Energie : des aides ciblées pourraient remplacer le bouclier tarifaire

Par latribune.fr  |   |  943  mots
(Crédits : ERIC GAILLARD)
Alors que les cours de l'électricité, du carburant et du gaz devraient rester incontrôlables l'an prochain, le bouclier tarifaire pourrait être remplacé par des aides plus ciblées à destination des ménages les moins aisés, a indiqué samedi la Première ministre, Elisabeth Borne. Une manière d'alléger les coûts pour l'Etat, sans pour autant "exposer les Français les plus modestes à des hausses inconsidérées du prix de l'énergie".

Passer d'un dispositif d'aide global à un accompagnement orienté vers les plus modestes, afin de soulager les finances publiques face à l'explosion des cours de l'énergie. C'est la voie qu'a évoqué samedi la Première ministre, Elisabeth Borne, en marge des Rencontres économiques d'Aix-en-Provence.

« Le travail est en cours [...] On ne va pas exposer les Français les plus modestes à des hausses inconsidérées du prix de l'énergie. [...] Mais il faut passer de mécanismes généraux à des mécanismes plus ciblés », a précisé la cheffe du gouvernement devant la presse.

Et pour cause, la facture du bouclier tarifaire mis en place l'an dernier par l'Etat et récemment prolongé jusqu'à fin 2022 devrait s'avérer très salée. « Plus de 20 milliards d'euros », soulignait déjà le ministre de l'Economie, Bruno Le Maire, en mars dernier - au moment où que le dispositif ne devait durer que jusqu'au printemps. Or, « s'il n'y avait pas de bouclier » sur le prix du gaz ni de plafonnement sur les prix de l'électricité, « l'électricité serait un tiers plus chère, et le gaz 45 à 50% » plus cher, a pointé samedi Elisabeth Borne.

« On n'imagine pas demander aux Français, à commencer par les Français modestes, de payer leur gaz 45% plus cher ou leur électricité un tiers plus chère », a-t-elle affirmé.

L'exécutif pourrait donc s'orienter vers un allègement progressif du bouclier, qui s'applique aujourd'hui sans conditions de ressources, afin de lui préférer des mécanismes orientés vers les ménages les moins aisés. A l'instar du chèque énergie de 100 euros distribué l'année dernière à 5,8 millions de ménages, ou encore de l'indemnité carburant de 100 à 300 euros octroyée aux travailleurs modestes.

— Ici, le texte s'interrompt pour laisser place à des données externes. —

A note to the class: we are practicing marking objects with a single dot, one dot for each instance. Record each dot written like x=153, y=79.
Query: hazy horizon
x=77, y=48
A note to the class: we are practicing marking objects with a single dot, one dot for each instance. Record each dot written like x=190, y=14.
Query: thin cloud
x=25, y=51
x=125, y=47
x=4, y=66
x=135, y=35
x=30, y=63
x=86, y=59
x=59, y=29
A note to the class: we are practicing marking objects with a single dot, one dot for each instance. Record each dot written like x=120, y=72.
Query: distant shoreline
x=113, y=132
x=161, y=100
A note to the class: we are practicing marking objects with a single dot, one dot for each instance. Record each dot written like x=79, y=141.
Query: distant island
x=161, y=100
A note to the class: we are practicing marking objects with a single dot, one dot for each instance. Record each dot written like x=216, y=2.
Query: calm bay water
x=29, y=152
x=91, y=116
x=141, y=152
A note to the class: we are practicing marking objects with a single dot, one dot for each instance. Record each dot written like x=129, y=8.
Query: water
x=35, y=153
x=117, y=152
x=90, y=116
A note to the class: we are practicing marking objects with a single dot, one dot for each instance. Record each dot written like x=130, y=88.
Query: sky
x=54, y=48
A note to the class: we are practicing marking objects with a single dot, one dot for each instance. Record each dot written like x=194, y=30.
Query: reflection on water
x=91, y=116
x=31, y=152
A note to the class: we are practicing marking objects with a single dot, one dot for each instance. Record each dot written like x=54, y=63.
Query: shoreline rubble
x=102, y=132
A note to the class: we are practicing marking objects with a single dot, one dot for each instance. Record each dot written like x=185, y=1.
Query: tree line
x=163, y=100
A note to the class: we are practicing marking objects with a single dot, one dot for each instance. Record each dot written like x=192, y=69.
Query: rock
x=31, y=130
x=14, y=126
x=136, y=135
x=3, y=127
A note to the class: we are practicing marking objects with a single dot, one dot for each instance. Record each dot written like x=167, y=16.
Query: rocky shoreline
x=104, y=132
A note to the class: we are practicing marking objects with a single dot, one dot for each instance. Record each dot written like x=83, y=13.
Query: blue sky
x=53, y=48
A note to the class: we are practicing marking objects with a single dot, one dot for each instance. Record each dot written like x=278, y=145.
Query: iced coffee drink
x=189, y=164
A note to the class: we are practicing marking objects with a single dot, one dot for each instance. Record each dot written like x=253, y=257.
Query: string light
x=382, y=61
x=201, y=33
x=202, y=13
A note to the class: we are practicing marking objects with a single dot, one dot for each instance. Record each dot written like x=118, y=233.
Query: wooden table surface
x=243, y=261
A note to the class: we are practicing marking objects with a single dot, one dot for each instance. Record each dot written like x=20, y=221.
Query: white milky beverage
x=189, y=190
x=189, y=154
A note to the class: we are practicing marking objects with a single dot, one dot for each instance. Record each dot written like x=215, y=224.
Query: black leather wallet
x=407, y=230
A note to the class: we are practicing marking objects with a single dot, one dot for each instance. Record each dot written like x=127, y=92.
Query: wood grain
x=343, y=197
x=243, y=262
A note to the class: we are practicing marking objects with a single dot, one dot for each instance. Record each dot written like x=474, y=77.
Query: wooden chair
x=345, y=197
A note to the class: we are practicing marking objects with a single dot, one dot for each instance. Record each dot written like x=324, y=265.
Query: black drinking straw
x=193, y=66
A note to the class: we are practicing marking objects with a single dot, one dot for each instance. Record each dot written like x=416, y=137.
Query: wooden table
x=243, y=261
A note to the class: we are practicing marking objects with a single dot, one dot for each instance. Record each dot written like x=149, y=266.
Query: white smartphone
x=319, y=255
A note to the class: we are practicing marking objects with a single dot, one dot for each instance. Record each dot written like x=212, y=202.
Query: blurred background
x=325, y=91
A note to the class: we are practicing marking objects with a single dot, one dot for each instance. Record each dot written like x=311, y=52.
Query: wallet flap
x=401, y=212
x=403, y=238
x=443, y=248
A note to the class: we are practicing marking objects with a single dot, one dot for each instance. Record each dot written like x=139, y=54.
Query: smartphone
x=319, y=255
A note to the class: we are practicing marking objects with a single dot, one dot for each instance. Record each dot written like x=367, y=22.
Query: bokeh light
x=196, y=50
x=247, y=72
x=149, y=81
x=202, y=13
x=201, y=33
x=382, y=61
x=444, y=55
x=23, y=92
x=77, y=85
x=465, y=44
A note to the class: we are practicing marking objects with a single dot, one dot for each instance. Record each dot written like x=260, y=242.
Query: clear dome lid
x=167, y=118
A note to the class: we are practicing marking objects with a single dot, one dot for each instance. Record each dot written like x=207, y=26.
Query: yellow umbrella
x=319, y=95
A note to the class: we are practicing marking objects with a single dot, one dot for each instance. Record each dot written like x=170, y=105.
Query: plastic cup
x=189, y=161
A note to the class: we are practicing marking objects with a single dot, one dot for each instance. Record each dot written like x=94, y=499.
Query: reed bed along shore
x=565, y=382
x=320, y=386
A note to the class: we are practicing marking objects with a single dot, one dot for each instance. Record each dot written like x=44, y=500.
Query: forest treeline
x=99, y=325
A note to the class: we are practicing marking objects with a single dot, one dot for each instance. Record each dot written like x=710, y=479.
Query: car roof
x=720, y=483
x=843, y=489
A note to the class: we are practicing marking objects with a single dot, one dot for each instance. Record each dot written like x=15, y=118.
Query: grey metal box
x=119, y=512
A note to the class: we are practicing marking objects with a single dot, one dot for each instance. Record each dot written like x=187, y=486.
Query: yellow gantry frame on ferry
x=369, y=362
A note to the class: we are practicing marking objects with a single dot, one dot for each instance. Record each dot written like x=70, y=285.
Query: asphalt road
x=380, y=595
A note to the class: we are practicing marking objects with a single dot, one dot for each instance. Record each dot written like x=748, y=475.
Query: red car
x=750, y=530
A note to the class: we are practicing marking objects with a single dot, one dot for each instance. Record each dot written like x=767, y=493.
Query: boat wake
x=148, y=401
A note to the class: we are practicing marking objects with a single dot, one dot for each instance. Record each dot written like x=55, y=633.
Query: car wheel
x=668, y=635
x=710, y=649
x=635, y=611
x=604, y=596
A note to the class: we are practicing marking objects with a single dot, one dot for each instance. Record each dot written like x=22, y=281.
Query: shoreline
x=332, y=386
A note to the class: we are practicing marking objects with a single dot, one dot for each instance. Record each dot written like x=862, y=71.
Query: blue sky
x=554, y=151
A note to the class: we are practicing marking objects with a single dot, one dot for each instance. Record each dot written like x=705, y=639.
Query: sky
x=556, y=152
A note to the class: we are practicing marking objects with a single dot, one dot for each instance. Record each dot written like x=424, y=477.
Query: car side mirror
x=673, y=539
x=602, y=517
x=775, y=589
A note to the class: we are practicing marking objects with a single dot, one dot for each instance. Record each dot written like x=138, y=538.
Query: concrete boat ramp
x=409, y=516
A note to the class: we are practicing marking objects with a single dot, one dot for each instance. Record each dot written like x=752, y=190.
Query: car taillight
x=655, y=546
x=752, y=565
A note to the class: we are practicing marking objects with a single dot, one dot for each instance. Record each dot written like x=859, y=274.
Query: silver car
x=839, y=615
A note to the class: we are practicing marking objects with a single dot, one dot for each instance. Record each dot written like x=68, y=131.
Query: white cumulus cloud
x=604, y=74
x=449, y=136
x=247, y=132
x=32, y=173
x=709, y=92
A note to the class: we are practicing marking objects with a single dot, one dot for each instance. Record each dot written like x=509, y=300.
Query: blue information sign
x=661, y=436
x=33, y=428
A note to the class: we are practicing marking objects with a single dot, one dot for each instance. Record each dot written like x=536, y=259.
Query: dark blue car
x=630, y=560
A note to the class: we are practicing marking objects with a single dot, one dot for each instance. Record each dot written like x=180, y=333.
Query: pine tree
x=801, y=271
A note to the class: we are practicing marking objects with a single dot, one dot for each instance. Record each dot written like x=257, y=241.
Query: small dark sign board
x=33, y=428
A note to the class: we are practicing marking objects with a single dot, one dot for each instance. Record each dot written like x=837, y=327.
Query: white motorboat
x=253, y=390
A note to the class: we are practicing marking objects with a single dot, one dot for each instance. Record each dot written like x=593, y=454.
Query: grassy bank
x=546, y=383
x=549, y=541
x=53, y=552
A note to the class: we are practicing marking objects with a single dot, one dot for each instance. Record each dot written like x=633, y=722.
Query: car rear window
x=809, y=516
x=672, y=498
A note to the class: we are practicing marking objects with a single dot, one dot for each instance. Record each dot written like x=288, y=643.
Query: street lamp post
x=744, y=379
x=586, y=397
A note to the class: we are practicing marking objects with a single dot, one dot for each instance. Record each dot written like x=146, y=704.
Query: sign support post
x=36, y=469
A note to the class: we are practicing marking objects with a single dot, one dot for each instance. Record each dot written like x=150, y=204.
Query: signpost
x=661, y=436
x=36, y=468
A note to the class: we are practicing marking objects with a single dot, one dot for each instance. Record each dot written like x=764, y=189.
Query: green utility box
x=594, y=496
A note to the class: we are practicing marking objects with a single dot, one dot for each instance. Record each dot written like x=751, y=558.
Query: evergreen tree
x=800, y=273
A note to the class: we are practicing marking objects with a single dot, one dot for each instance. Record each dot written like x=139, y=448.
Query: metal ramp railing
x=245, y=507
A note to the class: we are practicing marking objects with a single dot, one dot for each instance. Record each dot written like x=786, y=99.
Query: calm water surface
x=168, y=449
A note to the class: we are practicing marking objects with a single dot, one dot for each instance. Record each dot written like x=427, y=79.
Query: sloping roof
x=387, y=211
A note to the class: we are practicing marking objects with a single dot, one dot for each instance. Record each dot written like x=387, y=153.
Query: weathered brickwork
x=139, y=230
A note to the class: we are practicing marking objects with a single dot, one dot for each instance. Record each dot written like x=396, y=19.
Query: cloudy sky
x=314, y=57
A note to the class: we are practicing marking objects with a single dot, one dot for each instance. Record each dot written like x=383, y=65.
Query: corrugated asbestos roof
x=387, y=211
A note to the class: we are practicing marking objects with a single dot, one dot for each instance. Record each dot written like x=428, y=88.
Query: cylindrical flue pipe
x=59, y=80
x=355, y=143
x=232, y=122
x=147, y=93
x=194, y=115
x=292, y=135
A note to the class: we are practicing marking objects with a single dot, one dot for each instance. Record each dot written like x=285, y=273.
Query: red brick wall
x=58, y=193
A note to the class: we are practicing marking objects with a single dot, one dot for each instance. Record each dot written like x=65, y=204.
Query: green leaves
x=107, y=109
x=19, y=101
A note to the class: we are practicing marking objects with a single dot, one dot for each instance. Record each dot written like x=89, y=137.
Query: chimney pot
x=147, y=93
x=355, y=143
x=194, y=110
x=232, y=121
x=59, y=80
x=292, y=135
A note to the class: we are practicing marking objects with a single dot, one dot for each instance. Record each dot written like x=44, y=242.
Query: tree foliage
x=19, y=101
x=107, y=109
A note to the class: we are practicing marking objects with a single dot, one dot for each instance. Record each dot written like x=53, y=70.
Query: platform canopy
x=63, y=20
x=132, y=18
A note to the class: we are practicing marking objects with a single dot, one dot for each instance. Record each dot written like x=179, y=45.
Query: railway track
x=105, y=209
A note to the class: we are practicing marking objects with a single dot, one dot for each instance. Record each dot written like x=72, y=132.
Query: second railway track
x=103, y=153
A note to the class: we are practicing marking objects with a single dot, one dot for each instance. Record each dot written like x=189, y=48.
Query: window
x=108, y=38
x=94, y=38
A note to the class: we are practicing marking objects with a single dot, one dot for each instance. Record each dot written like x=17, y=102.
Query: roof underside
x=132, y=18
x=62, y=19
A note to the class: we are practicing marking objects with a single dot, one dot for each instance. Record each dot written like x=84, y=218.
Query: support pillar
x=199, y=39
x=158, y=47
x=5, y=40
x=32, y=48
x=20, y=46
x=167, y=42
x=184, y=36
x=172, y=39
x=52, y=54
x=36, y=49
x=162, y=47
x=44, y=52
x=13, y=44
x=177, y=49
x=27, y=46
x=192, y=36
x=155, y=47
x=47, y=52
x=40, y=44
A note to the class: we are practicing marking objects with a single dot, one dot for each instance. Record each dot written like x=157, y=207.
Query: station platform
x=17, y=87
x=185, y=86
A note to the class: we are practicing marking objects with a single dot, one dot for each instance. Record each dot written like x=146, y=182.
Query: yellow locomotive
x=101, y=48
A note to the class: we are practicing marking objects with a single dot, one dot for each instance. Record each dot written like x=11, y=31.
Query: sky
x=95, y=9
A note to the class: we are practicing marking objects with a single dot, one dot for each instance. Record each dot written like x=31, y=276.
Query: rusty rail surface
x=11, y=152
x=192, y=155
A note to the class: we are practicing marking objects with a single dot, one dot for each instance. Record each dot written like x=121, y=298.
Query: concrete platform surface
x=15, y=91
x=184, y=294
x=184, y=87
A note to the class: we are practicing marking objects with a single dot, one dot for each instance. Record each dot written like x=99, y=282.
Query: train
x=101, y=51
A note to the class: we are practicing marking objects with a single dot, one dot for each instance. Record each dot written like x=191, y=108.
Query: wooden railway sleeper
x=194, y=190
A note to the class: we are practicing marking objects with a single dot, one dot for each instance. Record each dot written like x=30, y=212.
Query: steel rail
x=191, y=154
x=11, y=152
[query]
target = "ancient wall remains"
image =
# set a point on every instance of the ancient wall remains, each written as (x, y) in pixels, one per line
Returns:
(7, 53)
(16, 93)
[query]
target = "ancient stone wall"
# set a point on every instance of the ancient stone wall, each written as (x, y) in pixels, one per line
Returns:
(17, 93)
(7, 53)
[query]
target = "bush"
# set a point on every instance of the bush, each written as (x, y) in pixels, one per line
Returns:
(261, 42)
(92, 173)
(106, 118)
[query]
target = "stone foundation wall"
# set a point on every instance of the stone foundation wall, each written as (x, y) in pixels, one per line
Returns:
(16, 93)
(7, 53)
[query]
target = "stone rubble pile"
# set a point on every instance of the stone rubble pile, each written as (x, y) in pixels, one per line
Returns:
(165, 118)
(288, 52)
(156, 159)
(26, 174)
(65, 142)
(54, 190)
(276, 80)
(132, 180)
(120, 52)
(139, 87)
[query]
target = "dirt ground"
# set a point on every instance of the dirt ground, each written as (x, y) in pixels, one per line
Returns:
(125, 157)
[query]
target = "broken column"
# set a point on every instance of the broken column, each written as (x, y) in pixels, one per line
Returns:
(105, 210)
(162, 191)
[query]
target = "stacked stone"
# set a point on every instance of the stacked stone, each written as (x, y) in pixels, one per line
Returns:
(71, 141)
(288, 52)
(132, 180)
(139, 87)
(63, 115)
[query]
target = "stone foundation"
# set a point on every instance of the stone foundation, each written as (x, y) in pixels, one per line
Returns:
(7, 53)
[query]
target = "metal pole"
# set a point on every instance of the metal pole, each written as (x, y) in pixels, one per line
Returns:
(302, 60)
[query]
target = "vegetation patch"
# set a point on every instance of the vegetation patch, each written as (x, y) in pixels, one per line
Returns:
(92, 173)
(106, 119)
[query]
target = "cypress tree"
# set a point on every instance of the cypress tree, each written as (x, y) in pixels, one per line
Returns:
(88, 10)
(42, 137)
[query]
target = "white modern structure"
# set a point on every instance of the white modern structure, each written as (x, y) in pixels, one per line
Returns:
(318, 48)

Les cours de l'électricité s'envolent en France

Jeudi, le gouvernement a déjà annoncé qu'une aide ciblée sur les personnes qui prennent leur voiture pour aller travailler prendrait le relais en octobre de la remise générale de 18 centimes sur le prix du litre de carburant, qui va diminuer progressivement puis s'éteindre définitivement en décembre.

Interrogée sur l'opportunité de mettre en place une taxe sur d'éventuels « surprofits » que réaliseraient les énergéticiens à la faveur de la forte hausse des prix de l'énergie, Elisabeth Borne s'est montrée plus évasive.

« Sur le principe évidemment, s'il y a des gens qui tirent des surprofits de la crise, on souhaiterait que ça puisse bénéficier à tout le monde et alléger les charges que la crise peut générer », a-t-elle affirmé.

« Après, c'est pas complètement simple », a-t-elle immédiatement nuancé. « Beaucoup de nos voisins ont mis en place des mécanismes pour taxer ces surprofits », mais « on n'est pas dans la même situation » en France, a-t-elle ajouté.

D'une part, « EDF a des difficultés de production aujourd'hui sur son parc nucléaire et on importe massivement » de l'électricité depuis l'étranger, a souligné la Première ministre, écartant de ce fait l'existence de « surprofits » pour l'énergéticien, dont l'exécutif a d'ailleurs annoncé il y a quelques jours la nationalisation.

De fait, la France fait face à une situation « spécifique », qui aggrave encore la crise et accroît la probabilité d'une pénurie de courant cet hiver. En effet, alors que son mix électrique repose toujours, en théorie, à presque 70% sur le parc nucléaire, celui-ci traverse une période d'indisponibilité historique. Selon le réseau européen des gestionnaires de réseau de transport d'électricité ENTSO-E, 27 des 56 réacteurs du territoire se trouvent en effet à l'arrêt.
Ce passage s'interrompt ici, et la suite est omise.